The Doty should have been able to handle the weather. The ship was only five years old, and the 300-foot wooden behemoth's hull was reinforced with steel arches.
But it was towing a small schooner, the Olive Jeanette, which began to founder in the storm after the tow line apparently snapped, Baillod said. The Doty probably sank when it came to the schooner's aid. All 17 of its crew members died, along with the ship's cats, Dewey and Watson.
As a maritime historian Baillod spent more than 20 years researching the shipwreck. He knew that swaths of debris had washed up afterward in Kenosha, about 40 miles south of Milwaukee. But he found news accounts that it had last been seen closer to Milwaukee, near Oak Creek.

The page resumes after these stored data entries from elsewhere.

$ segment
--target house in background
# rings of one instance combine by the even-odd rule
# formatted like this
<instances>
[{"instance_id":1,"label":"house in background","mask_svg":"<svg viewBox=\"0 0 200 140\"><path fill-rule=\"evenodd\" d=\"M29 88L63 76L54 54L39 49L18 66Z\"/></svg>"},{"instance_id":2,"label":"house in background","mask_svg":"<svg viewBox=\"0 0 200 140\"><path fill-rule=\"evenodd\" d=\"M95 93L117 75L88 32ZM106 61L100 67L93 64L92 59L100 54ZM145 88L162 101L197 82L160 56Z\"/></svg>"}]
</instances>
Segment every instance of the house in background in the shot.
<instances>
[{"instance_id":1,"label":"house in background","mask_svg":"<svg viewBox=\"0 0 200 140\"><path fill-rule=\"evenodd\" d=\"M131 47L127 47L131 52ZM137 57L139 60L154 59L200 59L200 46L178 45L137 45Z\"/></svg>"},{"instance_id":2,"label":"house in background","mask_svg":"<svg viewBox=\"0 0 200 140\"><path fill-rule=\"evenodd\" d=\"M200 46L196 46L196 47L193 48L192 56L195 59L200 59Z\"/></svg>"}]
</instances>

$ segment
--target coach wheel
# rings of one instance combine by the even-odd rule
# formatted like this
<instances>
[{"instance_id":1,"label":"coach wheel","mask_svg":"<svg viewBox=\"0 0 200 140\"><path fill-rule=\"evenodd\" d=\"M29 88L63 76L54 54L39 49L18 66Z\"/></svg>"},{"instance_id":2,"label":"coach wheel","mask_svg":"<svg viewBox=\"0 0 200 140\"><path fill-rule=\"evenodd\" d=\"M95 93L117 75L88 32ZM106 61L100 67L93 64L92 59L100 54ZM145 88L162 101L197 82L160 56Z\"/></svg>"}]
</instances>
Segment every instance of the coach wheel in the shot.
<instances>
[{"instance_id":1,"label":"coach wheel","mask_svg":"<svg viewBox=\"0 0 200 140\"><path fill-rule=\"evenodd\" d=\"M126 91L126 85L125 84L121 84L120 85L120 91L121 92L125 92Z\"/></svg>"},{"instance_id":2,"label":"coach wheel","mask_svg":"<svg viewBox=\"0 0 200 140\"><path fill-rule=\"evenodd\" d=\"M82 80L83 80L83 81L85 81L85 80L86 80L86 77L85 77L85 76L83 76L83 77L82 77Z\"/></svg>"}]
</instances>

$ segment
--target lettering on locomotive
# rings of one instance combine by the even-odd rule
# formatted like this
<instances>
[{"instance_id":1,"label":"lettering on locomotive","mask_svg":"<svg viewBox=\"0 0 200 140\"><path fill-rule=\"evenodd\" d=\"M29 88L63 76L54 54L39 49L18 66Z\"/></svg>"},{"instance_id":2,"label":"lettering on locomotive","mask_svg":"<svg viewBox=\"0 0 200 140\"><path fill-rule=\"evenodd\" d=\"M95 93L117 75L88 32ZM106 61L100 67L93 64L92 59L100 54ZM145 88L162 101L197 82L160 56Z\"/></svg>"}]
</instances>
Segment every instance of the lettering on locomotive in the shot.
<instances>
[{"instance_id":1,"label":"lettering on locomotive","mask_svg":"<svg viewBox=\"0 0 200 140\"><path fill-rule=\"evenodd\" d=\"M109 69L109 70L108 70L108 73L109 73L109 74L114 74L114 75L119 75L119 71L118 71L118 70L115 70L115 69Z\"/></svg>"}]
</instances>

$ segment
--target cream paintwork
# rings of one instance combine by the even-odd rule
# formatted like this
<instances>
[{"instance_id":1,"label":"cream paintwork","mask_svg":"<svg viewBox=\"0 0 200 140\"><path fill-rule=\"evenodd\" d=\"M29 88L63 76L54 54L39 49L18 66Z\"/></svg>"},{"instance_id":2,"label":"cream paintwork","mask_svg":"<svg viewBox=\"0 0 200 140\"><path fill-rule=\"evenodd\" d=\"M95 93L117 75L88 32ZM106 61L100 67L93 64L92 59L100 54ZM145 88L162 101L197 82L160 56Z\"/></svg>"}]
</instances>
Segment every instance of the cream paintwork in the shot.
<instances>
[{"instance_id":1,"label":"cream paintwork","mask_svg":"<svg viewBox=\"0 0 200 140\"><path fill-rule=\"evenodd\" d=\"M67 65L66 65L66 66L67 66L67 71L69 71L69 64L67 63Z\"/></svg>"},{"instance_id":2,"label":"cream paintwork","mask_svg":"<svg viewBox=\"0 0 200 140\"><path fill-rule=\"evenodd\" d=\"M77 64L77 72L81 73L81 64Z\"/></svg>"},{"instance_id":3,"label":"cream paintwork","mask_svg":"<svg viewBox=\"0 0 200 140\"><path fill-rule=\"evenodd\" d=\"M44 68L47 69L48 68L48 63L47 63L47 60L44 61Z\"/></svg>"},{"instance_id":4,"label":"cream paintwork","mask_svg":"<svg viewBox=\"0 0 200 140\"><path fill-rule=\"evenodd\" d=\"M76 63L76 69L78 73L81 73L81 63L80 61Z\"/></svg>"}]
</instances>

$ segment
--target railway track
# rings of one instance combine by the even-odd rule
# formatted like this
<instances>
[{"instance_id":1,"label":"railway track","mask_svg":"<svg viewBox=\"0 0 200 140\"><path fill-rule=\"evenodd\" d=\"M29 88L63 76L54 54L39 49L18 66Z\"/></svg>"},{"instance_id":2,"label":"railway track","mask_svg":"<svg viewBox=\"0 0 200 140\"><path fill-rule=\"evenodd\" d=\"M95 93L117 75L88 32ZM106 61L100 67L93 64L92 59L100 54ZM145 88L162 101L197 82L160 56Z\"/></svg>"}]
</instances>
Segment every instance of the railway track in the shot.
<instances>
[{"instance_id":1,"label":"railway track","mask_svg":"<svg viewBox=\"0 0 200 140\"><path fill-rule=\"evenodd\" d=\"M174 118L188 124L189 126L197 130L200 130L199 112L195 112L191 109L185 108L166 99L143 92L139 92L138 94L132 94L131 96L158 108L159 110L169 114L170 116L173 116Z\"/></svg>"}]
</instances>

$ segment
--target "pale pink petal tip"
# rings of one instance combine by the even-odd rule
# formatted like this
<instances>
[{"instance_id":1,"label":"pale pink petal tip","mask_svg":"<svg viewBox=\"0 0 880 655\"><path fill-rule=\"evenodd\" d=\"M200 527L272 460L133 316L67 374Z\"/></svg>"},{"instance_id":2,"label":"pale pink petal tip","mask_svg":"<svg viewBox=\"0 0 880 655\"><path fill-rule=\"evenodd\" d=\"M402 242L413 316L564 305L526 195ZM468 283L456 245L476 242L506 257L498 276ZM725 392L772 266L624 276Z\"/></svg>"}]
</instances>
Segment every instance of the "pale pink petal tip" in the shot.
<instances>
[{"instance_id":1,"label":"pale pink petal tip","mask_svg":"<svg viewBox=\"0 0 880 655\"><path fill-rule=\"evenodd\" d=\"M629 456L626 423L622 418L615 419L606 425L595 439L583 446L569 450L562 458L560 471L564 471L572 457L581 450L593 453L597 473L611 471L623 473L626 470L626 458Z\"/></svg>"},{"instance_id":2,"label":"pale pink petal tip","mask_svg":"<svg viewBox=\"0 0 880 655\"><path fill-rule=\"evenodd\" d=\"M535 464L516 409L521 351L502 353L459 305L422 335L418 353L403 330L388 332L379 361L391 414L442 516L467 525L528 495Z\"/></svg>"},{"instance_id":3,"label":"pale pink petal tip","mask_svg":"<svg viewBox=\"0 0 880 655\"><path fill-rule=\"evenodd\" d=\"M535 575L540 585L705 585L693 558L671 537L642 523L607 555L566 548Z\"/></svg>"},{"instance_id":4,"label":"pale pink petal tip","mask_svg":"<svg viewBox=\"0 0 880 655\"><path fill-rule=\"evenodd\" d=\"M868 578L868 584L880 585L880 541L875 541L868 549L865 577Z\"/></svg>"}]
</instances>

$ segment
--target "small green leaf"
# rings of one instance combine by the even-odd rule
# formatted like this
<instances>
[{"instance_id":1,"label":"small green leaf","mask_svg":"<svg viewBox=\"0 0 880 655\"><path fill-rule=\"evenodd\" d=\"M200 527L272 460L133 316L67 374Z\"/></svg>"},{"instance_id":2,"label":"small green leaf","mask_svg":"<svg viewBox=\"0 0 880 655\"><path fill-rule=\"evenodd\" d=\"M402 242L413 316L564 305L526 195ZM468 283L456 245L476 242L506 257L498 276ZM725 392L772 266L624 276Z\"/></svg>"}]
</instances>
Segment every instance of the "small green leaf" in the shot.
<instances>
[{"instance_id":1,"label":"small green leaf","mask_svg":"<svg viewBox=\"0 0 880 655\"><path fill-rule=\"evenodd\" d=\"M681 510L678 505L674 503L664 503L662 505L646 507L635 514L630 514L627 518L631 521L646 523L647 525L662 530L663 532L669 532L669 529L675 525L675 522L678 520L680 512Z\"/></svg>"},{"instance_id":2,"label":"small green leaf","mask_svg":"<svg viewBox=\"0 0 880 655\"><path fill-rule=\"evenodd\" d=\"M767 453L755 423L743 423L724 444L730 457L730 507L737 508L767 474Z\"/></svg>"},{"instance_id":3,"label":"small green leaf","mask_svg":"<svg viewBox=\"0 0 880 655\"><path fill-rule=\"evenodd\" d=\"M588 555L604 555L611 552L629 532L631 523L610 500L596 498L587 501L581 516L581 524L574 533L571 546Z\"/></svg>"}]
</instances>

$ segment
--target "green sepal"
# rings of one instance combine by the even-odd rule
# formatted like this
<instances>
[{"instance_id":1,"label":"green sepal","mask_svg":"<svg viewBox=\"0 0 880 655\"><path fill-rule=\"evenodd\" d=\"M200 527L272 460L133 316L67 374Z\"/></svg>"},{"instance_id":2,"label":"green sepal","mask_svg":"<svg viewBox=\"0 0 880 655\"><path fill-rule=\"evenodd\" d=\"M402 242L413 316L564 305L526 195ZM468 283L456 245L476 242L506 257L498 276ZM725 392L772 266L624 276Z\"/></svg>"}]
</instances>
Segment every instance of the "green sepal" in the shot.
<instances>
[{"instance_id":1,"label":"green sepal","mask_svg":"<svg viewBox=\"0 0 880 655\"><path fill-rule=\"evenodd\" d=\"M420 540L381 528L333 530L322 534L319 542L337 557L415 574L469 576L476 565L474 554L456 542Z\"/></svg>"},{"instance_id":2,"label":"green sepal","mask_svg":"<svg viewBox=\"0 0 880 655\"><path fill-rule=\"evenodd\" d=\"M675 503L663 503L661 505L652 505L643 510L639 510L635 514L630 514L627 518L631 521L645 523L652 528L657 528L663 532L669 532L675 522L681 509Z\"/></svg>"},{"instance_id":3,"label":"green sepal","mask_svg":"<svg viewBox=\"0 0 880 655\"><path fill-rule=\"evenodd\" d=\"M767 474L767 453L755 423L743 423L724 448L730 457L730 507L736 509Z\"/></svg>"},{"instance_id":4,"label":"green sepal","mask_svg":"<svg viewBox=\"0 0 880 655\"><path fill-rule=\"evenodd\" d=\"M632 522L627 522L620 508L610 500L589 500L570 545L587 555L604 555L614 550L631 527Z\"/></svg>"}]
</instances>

Meanwhile, a Milwaukee fisherman in 1991 reported snagging his nets on an obstruction about 300 feet under water. The observation was largely forgotten for decades until diving technology improved enough to enable exploration at that depth... http://news.yahoo.com/s/ap/20100624/ap_on_re_us/us_shipwreck_discovered_wis_5 The Doty is so well-preserved because it's in a cold, freshwater lake. It's also far enough below the surface that storms don't affect it.
Those same factors mean the crew's corpses are likely intact as well, Baillod said. Their bodies are probably still in the boiler room, where the sailors must have huddled as the ship went down, he added.